An international team of researchers has identified nine planetary boundaries that must be maintained in order to sustain life on earth as we know it. Of those nine, we have already crossed the thresholds of four in such as way as to “fundamentally change the functions of nature.” By “degrading land and freshwater systems, emitting greenhouse gases and releasing vast amounts of agricultural chemicals into the environment” we are, the researchers say “eating away at our own life support systems.”

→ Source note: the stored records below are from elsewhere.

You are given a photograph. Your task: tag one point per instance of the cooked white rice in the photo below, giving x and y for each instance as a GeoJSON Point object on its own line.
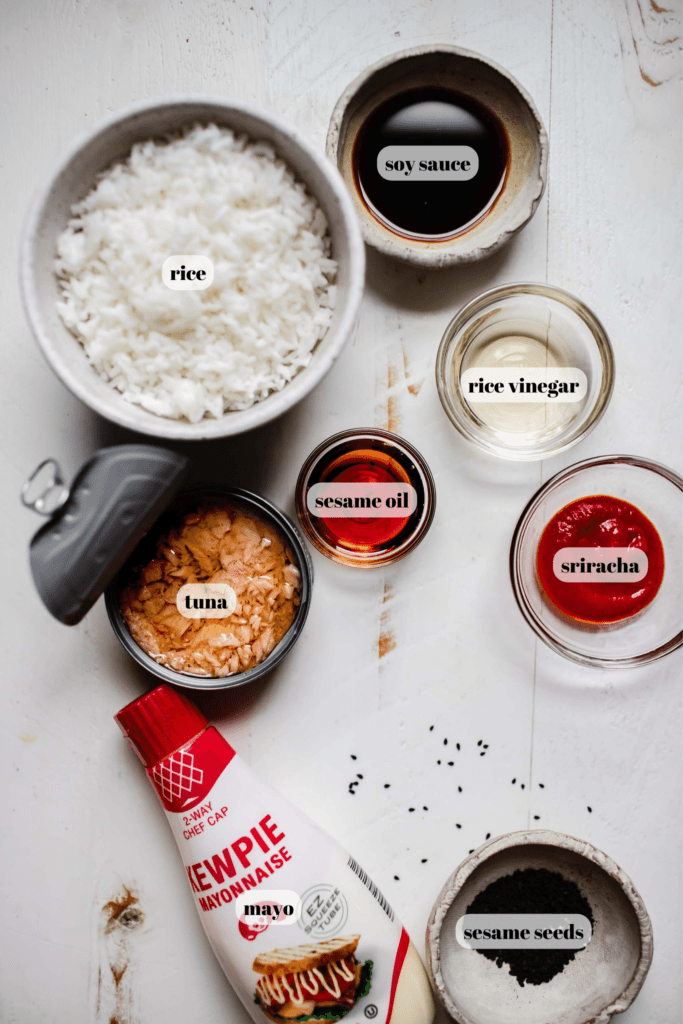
{"type": "Point", "coordinates": [186, 354]}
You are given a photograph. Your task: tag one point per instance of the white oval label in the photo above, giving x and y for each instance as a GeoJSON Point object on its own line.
{"type": "Point", "coordinates": [600, 564]}
{"type": "Point", "coordinates": [427, 163]}
{"type": "Point", "coordinates": [187, 273]}
{"type": "Point", "coordinates": [537, 384]}
{"type": "Point", "coordinates": [206, 600]}
{"type": "Point", "coordinates": [261, 908]}
{"type": "Point", "coordinates": [378, 501]}
{"type": "Point", "coordinates": [523, 931]}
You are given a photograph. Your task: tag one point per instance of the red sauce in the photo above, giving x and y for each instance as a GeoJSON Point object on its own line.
{"type": "Point", "coordinates": [600, 520]}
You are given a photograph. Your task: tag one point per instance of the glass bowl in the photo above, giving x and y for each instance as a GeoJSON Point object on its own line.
{"type": "Point", "coordinates": [514, 329]}
{"type": "Point", "coordinates": [353, 450]}
{"type": "Point", "coordinates": [645, 637]}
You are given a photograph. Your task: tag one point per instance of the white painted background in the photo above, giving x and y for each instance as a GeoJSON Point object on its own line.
{"type": "Point", "coordinates": [79, 819]}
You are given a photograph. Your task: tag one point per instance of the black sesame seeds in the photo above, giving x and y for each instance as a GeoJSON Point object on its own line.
{"type": "Point", "coordinates": [531, 891]}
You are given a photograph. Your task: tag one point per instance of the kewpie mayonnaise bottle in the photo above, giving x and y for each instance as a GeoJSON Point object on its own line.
{"type": "Point", "coordinates": [297, 926]}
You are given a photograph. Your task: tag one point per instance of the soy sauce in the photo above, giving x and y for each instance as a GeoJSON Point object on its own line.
{"type": "Point", "coordinates": [431, 117]}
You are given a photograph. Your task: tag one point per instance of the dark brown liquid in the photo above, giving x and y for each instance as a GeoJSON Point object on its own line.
{"type": "Point", "coordinates": [371, 461]}
{"type": "Point", "coordinates": [426, 118]}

The team of 18 includes researchers from Scripps Institution of Oceanography at UC San Diego, the Australian National University and the Stockholm Resilience Centre. Together they spent five years identifying nine planetary boundaries, whose “processes and systems regulate the stability and resilience of the earth system,” as well as the current standing of those boundaries.
The nine boundaries are:
- Climate change
- Change in biosphere integrity (biodiversity loss and species extinction)
- Stratospheric ozone depletion
- Ocean acidification
- Biogeochemical flows (phosphorus and nitrogen cycles)
- Land-system change (for example deforestation)
- Freshwater use
- Atmospheric aerosol loading (microscopic particles in the atmosphere that affect climate and living organisms)
- Introduction of novel entities (e.g. organic pollutants, radioactive materials, nanomaterials, and micro-plastics).
Of these, climate change and biosphere integrity are “core boundaries,” and any significant change in these would “drive the earth system into a new state.” Yet, we have already crossed into a “zone of uncertainty” in not just climate change and biosphere integrity, but also biogeochemical flows and land-system change.
In the words of one of the team, Veerabhadran Ramanathan, the findings are “sobering.” Speaking to the Guardian, the report’s lead author Will Steffen explained that these systems have shot up since 1950, and show no signs of slowing down. “When economic systems went into overdrive, there was a massive increase in resource use and pollution,” Steffen said. “It used to be confined to local and regional areas but we’re now seeing this occurring on a global scale. These changes are down to human activity, not natural variability.”
He continued: “It’s clear the economic system is driving us towards an unsustainable future and people of my daughter’s generation will find it increasingly hard to survive. History has shown that civilizations have risen, stuck to their core values and then collapsed because they didn’t change. That’s where we are today.”
The findings were published January 16 in the journal Science, and will be presented as a series of seminars at the World Economic Forum in Davos on January 21-24.